How to Motivate Open-Cover Formulation of Compactness in a Metric Space?

If you start with the notion of sequences having convergent subsequences and call that compactness then you'll never find the open-cover definition (realistically) because you've not started out with intuition: you've just applied a label to a concept you've come up.

Let's go back a bit further: what are we trying to convey when we say compact? We're trying to explain that what we're looking at is somehow all together in one place, not too spread out, that any point of what we're looking at is "not too far" from any other.

Ok, so how do we make that more mathematical? We could try considering the distances between points... but that requires a metric and we know that a general set doesn't have to have that. In fact, when we think about general sets we run into the standard problem: there's not much structure there to work with. Typically we have open sets and neighbourhoods and... well, that's about it.

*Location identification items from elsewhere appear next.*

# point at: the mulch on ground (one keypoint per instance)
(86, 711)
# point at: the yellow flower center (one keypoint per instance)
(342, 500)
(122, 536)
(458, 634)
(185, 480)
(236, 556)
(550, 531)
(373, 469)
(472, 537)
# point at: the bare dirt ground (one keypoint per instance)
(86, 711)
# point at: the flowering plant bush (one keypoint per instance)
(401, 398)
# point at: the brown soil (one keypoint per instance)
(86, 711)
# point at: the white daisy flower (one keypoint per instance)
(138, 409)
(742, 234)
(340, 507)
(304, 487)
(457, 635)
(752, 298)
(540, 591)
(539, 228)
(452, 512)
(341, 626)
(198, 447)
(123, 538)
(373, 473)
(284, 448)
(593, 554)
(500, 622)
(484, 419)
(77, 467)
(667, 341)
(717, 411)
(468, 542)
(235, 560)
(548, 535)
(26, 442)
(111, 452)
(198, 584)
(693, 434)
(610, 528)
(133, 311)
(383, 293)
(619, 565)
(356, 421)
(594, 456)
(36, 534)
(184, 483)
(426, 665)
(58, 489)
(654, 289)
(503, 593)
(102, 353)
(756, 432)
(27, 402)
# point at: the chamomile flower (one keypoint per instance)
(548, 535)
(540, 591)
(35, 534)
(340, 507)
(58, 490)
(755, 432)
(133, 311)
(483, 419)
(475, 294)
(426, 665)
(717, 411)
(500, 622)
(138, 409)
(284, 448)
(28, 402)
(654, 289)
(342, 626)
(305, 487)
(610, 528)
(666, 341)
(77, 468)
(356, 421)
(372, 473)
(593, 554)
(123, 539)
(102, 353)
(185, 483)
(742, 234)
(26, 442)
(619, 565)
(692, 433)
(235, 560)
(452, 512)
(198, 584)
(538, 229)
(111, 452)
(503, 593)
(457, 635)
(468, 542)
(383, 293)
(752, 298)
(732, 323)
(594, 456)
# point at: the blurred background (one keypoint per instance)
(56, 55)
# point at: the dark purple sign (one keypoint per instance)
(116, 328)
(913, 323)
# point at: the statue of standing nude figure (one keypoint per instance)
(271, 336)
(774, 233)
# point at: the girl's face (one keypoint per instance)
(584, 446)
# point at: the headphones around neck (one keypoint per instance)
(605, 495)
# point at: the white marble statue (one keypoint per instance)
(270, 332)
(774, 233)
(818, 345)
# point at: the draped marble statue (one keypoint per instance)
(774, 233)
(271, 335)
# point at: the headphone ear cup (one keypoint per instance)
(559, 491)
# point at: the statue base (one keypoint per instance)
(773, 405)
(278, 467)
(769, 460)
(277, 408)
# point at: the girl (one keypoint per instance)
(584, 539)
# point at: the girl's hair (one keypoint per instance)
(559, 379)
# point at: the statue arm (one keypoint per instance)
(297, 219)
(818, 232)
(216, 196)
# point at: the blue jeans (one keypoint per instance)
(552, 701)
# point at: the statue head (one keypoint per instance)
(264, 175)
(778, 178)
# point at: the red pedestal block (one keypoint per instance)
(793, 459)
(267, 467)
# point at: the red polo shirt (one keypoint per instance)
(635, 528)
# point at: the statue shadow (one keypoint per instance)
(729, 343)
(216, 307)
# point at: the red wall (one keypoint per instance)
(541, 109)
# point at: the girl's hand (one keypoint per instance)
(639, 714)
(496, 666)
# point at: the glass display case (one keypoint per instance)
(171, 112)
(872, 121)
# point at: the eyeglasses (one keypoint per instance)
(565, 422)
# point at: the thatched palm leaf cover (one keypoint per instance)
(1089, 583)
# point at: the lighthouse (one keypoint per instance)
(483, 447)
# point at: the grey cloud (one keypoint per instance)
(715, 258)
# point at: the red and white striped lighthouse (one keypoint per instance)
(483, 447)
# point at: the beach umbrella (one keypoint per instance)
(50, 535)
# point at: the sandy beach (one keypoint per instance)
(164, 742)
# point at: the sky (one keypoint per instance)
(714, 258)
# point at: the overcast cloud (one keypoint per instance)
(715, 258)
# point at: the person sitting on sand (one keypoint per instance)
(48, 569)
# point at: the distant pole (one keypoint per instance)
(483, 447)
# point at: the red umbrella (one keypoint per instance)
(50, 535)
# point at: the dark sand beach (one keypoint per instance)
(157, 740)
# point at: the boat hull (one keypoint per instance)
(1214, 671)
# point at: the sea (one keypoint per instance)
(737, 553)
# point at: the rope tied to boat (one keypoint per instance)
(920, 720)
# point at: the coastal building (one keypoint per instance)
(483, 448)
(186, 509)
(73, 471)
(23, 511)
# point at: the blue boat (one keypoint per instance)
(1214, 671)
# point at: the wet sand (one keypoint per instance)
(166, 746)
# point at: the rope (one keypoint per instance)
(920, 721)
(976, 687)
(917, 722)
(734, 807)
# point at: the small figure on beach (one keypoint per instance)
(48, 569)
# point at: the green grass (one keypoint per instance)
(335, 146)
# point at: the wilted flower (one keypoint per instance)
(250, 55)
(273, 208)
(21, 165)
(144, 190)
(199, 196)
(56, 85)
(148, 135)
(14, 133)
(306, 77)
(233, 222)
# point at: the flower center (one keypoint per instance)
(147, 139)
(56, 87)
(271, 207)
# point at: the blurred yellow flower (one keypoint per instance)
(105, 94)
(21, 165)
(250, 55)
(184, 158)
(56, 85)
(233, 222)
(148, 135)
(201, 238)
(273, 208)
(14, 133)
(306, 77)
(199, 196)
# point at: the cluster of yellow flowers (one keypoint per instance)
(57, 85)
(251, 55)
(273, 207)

But that's actually all we need! We have counting measure available to us and that gives us a way to describe how spread out (or not) our set is: we see if we can cover our set with finitely many open sets. If we can never do that, then we can't possibly be compact: our set must be spread out quite significantly. If we can do it sometimes but not others... that's probably not compact then, as it shouldn't really depend on how we're choosing our sets. But if every time we cover our set we can find a finite set of neighbourhoods that still covers it, we can call that compact.

This way of looking at it already alerts you to the idea that sequential compactness might not always be good: we quickly see that these sequences might run off arbitrarily far in any direction while having convergent subsequences, and that those might be quite messy (we might start thinking about Besicovitch sets and how strange those can be).

Note that compact doesn't have to mean small and that some non-compact sets, with this definition, can be enclosed in compact sets (consider your favourite bounded non-compact set and then any origin-centred closed call that contains it).